We went for a chest x-ray within 20 minutes of walking through the front door. That certainly doesn't happen regularly for us. Matt amazed the x-ray tech by sitting still for his x-rays. She got the 2 shots she needed in 2 tries. Matt's mood changed when we were waiting for the radiologist to read the x-rays. All of a sudden he realized that he was the only kid around, and that he was getting a LOT of attention. It didn't matter that it was 3am.
As we settled back into our curtain area, Matt made it obvious that he didn't want to sit still anymore. In his doggie pajamas and sneakers, with blanket in hand, he lead me on a tour of the ER. We saw the Hampden-Sydney student down the hall sleeping off his hangover, an end-stage cancer patient surrounded by his three doting sons, someone else with a broken leg getting fit with a cast and crutches. They all smiled when they saw Matt, and he smiled back. Attention hog!
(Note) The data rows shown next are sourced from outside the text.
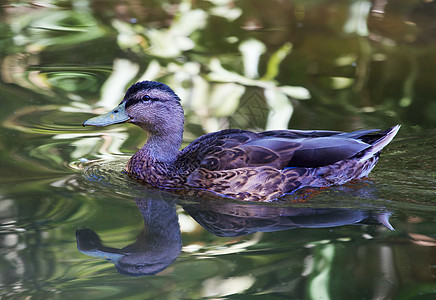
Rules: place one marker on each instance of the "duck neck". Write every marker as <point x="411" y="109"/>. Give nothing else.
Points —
<point x="162" y="148"/>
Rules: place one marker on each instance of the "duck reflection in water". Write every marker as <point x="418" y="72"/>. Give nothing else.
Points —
<point x="160" y="243"/>
<point x="155" y="248"/>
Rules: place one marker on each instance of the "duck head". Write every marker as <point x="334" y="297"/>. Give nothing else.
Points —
<point x="151" y="105"/>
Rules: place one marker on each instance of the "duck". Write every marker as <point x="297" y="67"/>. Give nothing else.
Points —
<point x="236" y="163"/>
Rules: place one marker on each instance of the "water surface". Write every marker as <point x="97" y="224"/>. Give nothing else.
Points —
<point x="66" y="207"/>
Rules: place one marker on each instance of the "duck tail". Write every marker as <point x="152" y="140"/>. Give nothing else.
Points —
<point x="379" y="144"/>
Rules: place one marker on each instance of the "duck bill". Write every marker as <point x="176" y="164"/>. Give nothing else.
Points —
<point x="116" y="116"/>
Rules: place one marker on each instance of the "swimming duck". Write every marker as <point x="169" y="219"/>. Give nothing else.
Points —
<point x="237" y="163"/>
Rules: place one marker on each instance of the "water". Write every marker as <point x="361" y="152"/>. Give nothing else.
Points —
<point x="66" y="206"/>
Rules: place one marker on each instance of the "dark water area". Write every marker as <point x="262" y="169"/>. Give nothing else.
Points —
<point x="72" y="224"/>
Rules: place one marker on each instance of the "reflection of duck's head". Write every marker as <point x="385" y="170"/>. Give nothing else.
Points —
<point x="155" y="248"/>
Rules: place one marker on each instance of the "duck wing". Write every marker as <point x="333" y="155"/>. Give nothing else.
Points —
<point x="233" y="149"/>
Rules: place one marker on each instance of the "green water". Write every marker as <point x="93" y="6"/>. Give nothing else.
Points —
<point x="65" y="204"/>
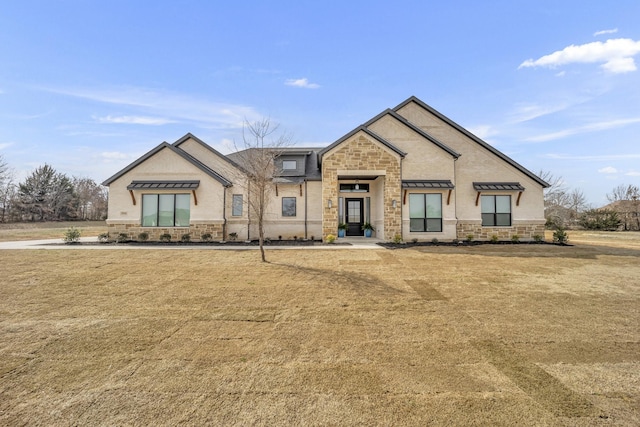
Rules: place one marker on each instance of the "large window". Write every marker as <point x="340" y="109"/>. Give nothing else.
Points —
<point x="288" y="206"/>
<point x="288" y="165"/>
<point x="496" y="211"/>
<point x="425" y="212"/>
<point x="165" y="210"/>
<point x="236" y="208"/>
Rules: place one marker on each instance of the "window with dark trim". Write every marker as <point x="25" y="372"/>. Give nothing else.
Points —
<point x="496" y="211"/>
<point x="425" y="212"/>
<point x="166" y="210"/>
<point x="288" y="206"/>
<point x="236" y="206"/>
<point x="288" y="165"/>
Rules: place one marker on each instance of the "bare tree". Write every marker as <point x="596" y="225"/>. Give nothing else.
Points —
<point x="7" y="189"/>
<point x="261" y="144"/>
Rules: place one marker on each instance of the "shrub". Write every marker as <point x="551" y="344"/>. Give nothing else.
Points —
<point x="560" y="236"/>
<point x="72" y="235"/>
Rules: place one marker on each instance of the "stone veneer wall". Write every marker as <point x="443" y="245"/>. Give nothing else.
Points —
<point x="524" y="231"/>
<point x="195" y="230"/>
<point x="361" y="154"/>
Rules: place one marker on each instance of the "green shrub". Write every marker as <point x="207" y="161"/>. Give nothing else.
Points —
<point x="560" y="236"/>
<point x="72" y="235"/>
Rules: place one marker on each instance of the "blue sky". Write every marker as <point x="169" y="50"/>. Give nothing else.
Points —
<point x="88" y="86"/>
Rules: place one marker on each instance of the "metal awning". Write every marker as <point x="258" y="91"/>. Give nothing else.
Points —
<point x="433" y="183"/>
<point x="498" y="186"/>
<point x="163" y="185"/>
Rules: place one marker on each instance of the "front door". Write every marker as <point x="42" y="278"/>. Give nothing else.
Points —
<point x="355" y="217"/>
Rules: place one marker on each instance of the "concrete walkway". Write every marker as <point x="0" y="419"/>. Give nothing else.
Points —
<point x="342" y="244"/>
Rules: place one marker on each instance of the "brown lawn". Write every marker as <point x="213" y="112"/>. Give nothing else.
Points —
<point x="484" y="335"/>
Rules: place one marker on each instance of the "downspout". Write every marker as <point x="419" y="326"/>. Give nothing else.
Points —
<point x="224" y="213"/>
<point x="306" y="206"/>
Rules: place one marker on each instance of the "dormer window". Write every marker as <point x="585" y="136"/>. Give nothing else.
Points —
<point x="289" y="165"/>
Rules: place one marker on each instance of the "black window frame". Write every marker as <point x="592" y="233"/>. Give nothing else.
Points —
<point x="157" y="209"/>
<point x="491" y="219"/>
<point x="426" y="220"/>
<point x="286" y="211"/>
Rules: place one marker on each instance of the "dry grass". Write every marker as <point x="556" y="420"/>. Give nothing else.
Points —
<point x="48" y="230"/>
<point x="483" y="335"/>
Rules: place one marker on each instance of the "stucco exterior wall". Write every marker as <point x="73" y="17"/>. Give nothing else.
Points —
<point x="206" y="216"/>
<point x="477" y="164"/>
<point x="361" y="155"/>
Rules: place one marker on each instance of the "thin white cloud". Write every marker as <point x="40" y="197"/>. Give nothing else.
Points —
<point x="608" y="170"/>
<point x="616" y="55"/>
<point x="303" y="83"/>
<point x="114" y="155"/>
<point x="173" y="106"/>
<point x="594" y="127"/>
<point x="601" y="158"/>
<point x="599" y="33"/>
<point x="134" y="120"/>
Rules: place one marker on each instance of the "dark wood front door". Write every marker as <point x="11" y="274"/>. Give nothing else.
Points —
<point x="355" y="217"/>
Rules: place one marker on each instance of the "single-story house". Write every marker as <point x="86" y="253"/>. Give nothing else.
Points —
<point x="410" y="172"/>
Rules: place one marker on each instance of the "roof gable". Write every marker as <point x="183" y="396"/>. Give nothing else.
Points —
<point x="165" y="145"/>
<point x="371" y="134"/>
<point x="391" y="113"/>
<point x="471" y="136"/>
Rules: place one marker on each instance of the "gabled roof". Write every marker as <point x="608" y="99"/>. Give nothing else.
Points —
<point x="473" y="138"/>
<point x="189" y="135"/>
<point x="398" y="117"/>
<point x="165" y="145"/>
<point x="369" y="132"/>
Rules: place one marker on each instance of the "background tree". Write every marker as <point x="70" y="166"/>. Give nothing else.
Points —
<point x="261" y="144"/>
<point x="91" y="199"/>
<point x="46" y="195"/>
<point x="7" y="189"/>
<point x="625" y="199"/>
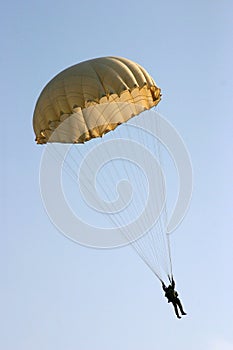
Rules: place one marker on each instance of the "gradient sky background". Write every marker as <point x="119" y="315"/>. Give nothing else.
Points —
<point x="56" y="294"/>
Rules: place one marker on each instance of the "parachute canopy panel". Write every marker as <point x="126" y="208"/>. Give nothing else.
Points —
<point x="92" y="98"/>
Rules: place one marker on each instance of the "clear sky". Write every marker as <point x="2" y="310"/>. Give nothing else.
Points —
<point x="56" y="294"/>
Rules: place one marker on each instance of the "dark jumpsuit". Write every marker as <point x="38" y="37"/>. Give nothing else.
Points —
<point x="172" y="297"/>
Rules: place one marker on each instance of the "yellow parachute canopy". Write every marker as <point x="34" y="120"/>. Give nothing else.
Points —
<point x="92" y="98"/>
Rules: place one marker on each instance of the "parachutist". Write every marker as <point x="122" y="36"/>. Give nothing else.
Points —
<point x="172" y="296"/>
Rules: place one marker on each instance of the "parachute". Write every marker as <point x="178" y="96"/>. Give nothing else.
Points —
<point x="89" y="100"/>
<point x="82" y="86"/>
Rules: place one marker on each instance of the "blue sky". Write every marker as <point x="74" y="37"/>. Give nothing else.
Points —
<point x="56" y="294"/>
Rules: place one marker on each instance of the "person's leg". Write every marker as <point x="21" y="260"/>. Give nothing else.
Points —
<point x="176" y="309"/>
<point x="178" y="302"/>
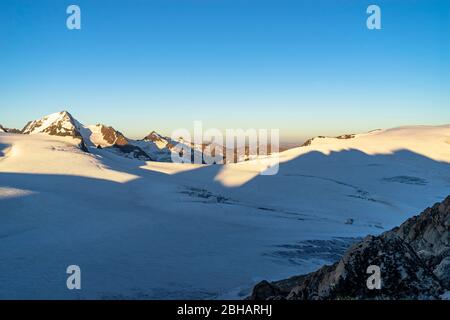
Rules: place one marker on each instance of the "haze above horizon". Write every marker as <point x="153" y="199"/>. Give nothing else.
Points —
<point x="307" y="68"/>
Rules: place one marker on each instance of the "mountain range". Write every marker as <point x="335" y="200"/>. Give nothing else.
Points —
<point x="162" y="230"/>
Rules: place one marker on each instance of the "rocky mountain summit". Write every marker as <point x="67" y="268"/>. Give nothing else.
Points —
<point x="414" y="262"/>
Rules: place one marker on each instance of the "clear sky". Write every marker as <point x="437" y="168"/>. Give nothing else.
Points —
<point x="305" y="67"/>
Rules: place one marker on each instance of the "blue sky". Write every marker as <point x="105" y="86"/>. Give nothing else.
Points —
<point x="305" y="67"/>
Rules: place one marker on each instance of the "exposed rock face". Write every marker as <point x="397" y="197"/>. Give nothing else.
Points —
<point x="414" y="261"/>
<point x="57" y="124"/>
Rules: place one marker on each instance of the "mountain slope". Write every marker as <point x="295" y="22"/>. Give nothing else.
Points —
<point x="179" y="226"/>
<point x="60" y="124"/>
<point x="414" y="261"/>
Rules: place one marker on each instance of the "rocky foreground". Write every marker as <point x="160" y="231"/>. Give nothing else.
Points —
<point x="414" y="262"/>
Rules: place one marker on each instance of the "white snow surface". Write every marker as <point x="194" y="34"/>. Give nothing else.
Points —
<point x="153" y="230"/>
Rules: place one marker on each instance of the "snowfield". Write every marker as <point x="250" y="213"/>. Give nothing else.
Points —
<point x="153" y="230"/>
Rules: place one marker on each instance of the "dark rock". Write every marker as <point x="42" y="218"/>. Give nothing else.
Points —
<point x="414" y="262"/>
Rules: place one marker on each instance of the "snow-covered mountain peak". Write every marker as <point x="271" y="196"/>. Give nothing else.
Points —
<point x="56" y="124"/>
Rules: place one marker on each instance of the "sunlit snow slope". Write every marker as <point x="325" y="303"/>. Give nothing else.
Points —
<point x="164" y="230"/>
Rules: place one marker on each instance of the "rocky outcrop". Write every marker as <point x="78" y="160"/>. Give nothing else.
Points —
<point x="414" y="262"/>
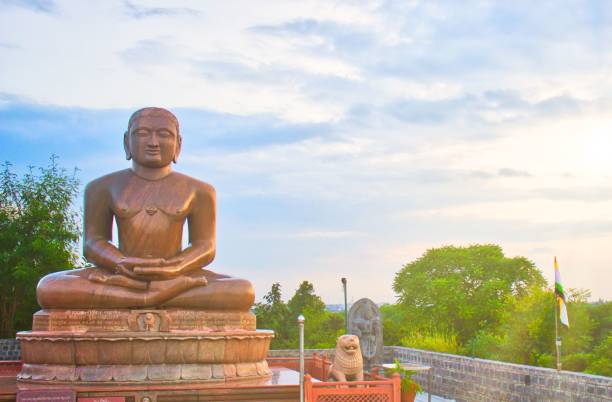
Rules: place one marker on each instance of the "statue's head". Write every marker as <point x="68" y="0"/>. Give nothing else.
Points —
<point x="152" y="138"/>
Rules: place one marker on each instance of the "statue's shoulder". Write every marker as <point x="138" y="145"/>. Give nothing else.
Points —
<point x="106" y="182"/>
<point x="200" y="186"/>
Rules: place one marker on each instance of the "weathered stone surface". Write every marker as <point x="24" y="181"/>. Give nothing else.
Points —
<point x="365" y="322"/>
<point x="116" y="356"/>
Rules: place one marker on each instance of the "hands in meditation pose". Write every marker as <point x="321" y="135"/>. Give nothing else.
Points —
<point x="150" y="204"/>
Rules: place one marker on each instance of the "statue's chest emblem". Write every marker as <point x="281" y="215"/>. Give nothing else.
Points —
<point x="151" y="210"/>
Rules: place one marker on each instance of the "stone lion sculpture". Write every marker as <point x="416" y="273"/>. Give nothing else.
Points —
<point x="348" y="362"/>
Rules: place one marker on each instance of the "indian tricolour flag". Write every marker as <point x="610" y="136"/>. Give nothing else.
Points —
<point x="560" y="296"/>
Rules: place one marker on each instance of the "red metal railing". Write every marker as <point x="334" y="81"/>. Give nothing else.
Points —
<point x="375" y="389"/>
<point x="10" y="368"/>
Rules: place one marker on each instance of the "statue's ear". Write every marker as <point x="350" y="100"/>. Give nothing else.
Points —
<point x="126" y="145"/>
<point x="177" y="150"/>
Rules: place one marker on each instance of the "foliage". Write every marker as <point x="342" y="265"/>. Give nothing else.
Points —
<point x="463" y="289"/>
<point x="395" y="323"/>
<point x="499" y="309"/>
<point x="601" y="358"/>
<point x="39" y="231"/>
<point x="321" y="327"/>
<point x="407" y="382"/>
<point x="434" y="340"/>
<point x="484" y="344"/>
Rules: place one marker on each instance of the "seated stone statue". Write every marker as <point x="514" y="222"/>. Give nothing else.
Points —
<point x="150" y="204"/>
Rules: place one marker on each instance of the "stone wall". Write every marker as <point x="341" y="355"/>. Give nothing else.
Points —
<point x="469" y="379"/>
<point x="10" y="349"/>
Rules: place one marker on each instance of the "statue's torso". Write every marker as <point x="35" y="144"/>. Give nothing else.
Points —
<point x="150" y="215"/>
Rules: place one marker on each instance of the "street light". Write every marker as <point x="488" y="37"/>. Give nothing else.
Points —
<point x="301" y="325"/>
<point x="345" y="306"/>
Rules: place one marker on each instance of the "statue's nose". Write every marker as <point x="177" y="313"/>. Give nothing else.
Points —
<point x="153" y="140"/>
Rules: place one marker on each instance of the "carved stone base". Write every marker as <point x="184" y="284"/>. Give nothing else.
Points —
<point x="152" y="346"/>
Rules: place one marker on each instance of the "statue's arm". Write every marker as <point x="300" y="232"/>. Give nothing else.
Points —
<point x="202" y="233"/>
<point x="97" y="245"/>
<point x="202" y="239"/>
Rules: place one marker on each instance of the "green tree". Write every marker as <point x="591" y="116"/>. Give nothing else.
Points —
<point x="274" y="314"/>
<point x="321" y="327"/>
<point x="462" y="290"/>
<point x="304" y="298"/>
<point x="39" y="231"/>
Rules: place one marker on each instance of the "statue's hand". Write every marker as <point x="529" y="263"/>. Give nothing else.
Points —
<point x="170" y="269"/>
<point x="126" y="265"/>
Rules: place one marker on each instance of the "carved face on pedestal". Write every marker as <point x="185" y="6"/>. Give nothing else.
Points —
<point x="152" y="139"/>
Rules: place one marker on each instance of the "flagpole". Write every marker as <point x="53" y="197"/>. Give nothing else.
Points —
<point x="557" y="339"/>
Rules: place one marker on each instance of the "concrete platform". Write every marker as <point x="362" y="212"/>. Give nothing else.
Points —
<point x="282" y="386"/>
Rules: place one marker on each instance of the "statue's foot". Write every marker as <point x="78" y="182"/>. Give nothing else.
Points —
<point x="99" y="276"/>
<point x="162" y="291"/>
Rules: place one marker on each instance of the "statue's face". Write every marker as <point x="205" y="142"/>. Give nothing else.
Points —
<point x="153" y="140"/>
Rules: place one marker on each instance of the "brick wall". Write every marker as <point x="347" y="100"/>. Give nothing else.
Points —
<point x="468" y="379"/>
<point x="10" y="349"/>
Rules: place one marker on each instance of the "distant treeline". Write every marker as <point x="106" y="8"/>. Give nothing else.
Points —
<point x="472" y="301"/>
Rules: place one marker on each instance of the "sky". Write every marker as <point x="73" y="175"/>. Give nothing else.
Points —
<point x="344" y="138"/>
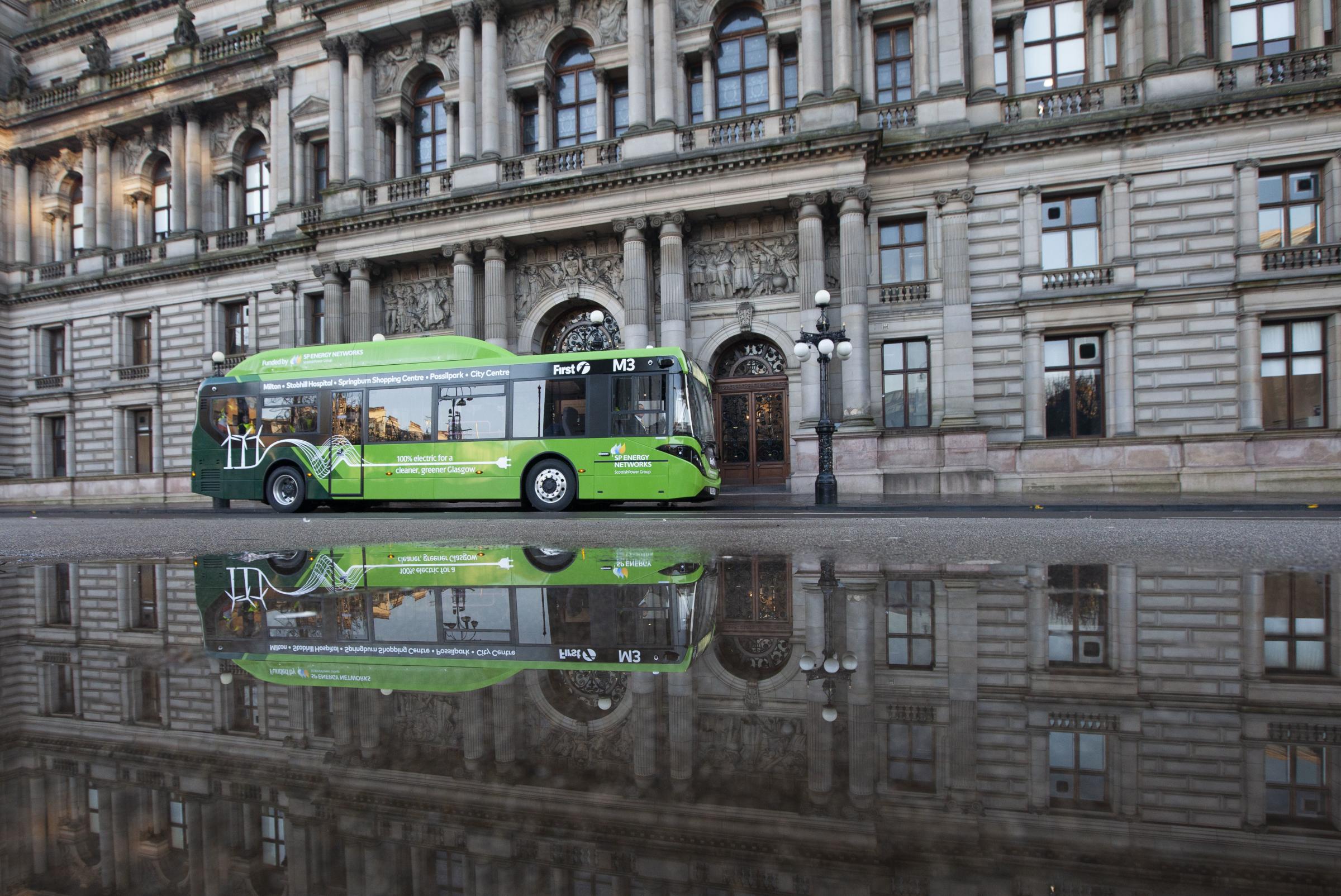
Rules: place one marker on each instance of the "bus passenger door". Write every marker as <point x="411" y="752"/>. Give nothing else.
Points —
<point x="343" y="456"/>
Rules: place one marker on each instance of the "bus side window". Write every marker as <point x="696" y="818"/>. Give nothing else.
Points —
<point x="232" y="416"/>
<point x="549" y="408"/>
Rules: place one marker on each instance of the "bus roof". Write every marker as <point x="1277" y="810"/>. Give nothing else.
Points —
<point x="421" y="352"/>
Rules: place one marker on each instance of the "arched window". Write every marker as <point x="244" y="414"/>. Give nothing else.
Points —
<point x="77" y="216"/>
<point x="574" y="97"/>
<point x="256" y="178"/>
<point x="163" y="199"/>
<point x="430" y="126"/>
<point x="742" y="64"/>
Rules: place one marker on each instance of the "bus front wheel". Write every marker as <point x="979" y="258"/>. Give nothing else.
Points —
<point x="550" y="485"/>
<point x="286" y="490"/>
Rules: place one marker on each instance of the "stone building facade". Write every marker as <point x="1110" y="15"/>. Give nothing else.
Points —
<point x="1076" y="245"/>
<point x="131" y="764"/>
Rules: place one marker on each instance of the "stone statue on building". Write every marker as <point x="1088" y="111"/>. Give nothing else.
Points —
<point x="98" y="54"/>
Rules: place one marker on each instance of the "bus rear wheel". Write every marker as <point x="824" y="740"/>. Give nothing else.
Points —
<point x="550" y="485"/>
<point x="286" y="490"/>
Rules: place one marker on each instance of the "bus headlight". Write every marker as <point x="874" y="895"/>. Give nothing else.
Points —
<point x="686" y="454"/>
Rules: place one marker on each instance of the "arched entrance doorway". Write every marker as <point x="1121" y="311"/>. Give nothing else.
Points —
<point x="752" y="395"/>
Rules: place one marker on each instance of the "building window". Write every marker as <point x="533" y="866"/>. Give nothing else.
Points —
<point x="236" y="328"/>
<point x="1071" y="232"/>
<point x="316" y="320"/>
<point x="1296" y="783"/>
<point x="176" y="823"/>
<point x="1261" y="27"/>
<point x="142" y="422"/>
<point x="431" y="136"/>
<point x="65" y="697"/>
<point x="146" y="597"/>
<point x="912" y="757"/>
<point x="1077" y="616"/>
<point x="57" y="436"/>
<point x="1293" y="388"/>
<point x="273" y="837"/>
<point x="321" y="165"/>
<point x="151" y="684"/>
<point x="77" y="235"/>
<point x="1295" y="626"/>
<point x="1288" y="208"/>
<point x="574" y="97"/>
<point x="790" y="77"/>
<point x="742" y="64"/>
<point x="55" y="340"/>
<point x="245" y="695"/>
<point x="256" y="183"/>
<point x="141" y="340"/>
<point x="893" y="65"/>
<point x="1073" y="385"/>
<point x="620" y="106"/>
<point x="903" y="251"/>
<point x="163" y="200"/>
<point x="1001" y="62"/>
<point x="450" y="874"/>
<point x="907" y="383"/>
<point x="1054" y="46"/>
<point x="910" y="612"/>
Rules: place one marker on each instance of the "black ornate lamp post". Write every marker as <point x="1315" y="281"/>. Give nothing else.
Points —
<point x="824" y="344"/>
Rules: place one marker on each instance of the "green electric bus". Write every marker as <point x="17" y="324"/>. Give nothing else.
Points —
<point x="424" y="617"/>
<point x="455" y="419"/>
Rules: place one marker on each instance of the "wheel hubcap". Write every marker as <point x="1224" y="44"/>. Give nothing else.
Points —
<point x="551" y="486"/>
<point x="285" y="490"/>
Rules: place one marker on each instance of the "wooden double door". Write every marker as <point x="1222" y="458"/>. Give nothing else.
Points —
<point x="753" y="431"/>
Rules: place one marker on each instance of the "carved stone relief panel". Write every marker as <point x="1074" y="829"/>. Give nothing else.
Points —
<point x="548" y="268"/>
<point x="417" y="298"/>
<point x="743" y="258"/>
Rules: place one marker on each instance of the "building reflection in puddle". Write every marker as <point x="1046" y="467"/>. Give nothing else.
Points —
<point x="428" y="719"/>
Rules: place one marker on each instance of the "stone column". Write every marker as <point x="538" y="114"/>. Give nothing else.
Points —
<point x="490" y="78"/>
<point x="812" y="51"/>
<point x="922" y="50"/>
<point x="463" y="290"/>
<point x="868" y="53"/>
<point x="466" y="82"/>
<point x="638" y="330"/>
<point x="981" y="47"/>
<point x="334" y="49"/>
<point x="841" y="26"/>
<point x="22" y="207"/>
<point x="193" y="159"/>
<point x="1191" y="31"/>
<point x="1250" y="372"/>
<point x="810" y="238"/>
<point x="360" y="301"/>
<point x="663" y="75"/>
<point x="88" y="142"/>
<point x="178" y="161"/>
<point x="356" y="47"/>
<point x="957" y="314"/>
<point x="495" y="296"/>
<point x="852" y="246"/>
<point x="675" y="308"/>
<point x="1155" y="18"/>
<point x="1131" y="37"/>
<point x="1017" y="54"/>
<point x="545" y="117"/>
<point x="710" y="82"/>
<point x="638" y="51"/>
<point x="774" y="73"/>
<point x="1033" y="357"/>
<point x="1095" y="41"/>
<point x="1124" y="385"/>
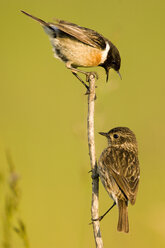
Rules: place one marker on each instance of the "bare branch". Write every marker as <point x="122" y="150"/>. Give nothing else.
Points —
<point x="95" y="178"/>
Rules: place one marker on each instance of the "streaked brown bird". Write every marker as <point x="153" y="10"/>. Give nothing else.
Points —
<point x="80" y="47"/>
<point x="118" y="168"/>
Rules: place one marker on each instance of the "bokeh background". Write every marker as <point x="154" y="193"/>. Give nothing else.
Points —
<point x="43" y="114"/>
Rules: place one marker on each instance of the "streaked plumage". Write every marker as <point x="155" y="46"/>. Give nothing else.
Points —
<point x="118" y="168"/>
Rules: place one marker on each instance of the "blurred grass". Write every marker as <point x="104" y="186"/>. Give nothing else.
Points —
<point x="43" y="119"/>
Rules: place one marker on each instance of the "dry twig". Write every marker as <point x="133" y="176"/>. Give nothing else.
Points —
<point x="95" y="178"/>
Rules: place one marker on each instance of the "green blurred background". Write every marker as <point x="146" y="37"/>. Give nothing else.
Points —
<point x="43" y="114"/>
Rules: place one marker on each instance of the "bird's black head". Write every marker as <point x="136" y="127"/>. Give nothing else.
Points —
<point x="121" y="137"/>
<point x="113" y="60"/>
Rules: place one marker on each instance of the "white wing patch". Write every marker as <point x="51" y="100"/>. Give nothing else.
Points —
<point x="105" y="52"/>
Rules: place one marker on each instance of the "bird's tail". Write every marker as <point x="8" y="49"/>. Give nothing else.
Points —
<point x="48" y="28"/>
<point x="123" y="224"/>
<point x="35" y="18"/>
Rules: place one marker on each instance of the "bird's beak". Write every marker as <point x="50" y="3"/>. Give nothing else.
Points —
<point x="104" y="134"/>
<point x="107" y="73"/>
<point x="119" y="75"/>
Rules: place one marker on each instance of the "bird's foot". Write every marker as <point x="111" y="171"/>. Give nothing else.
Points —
<point x="90" y="75"/>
The x-ray indicated that the Matt had bronchitis. The doctor called it "acute onset bacterial bronchitis" which explains to me why Matt was fine during the day on Saturday and terrible later that night. The flu and RSV tests were negative. They ordered a steroid to open up his lungs, and a breathing treatment similar to what Luke does sometimes at home (albuterol in a nebulizer).
As the doctor is explaining this to me, Matt is running away, trying to sneak into someone else's room and play with their sink. He's laughing and smiling, but still the breathing sounds terrible. As I chase after him, I hear her say that she wants to admit him. I stopped in my tracks, totally perplexed.
Me: He has bronchitis. Why does he need to be admitted?
Doctor: His breathing sounds terrible.
Me: His pulse-ox is 100%. He has no chest retractions. He conscious, lucid, and his behavior is totally consistent with a healthy 17 month old. If he was acting any other way, I would agree with you. But I think admitting him is an over reaction.
Doctor: Wow.
Me: What?
Doctor: You might not be one, but you certainly do sound like a doctor. Ok, I trust you. I'll give you a prescription for an antibiotic and a steriod, and he'll need more breathing treatments. If anything changes, come back.
It was still cool and the moon was bright as we left the hospital with our prescriptions. Matt quickly fell asleep in the car, and I had a silent drive back to the park. Everything in the cabin was still. I climbed back into bed, and it was like nothing had changed and no time had past.
But one thing certainly had changed... I will never again go on a trip without printed directions of how to get from where we're staying to the local hospital. Say what you want about Mapquest directions... but they don't tell me they've got no signal when I need them most.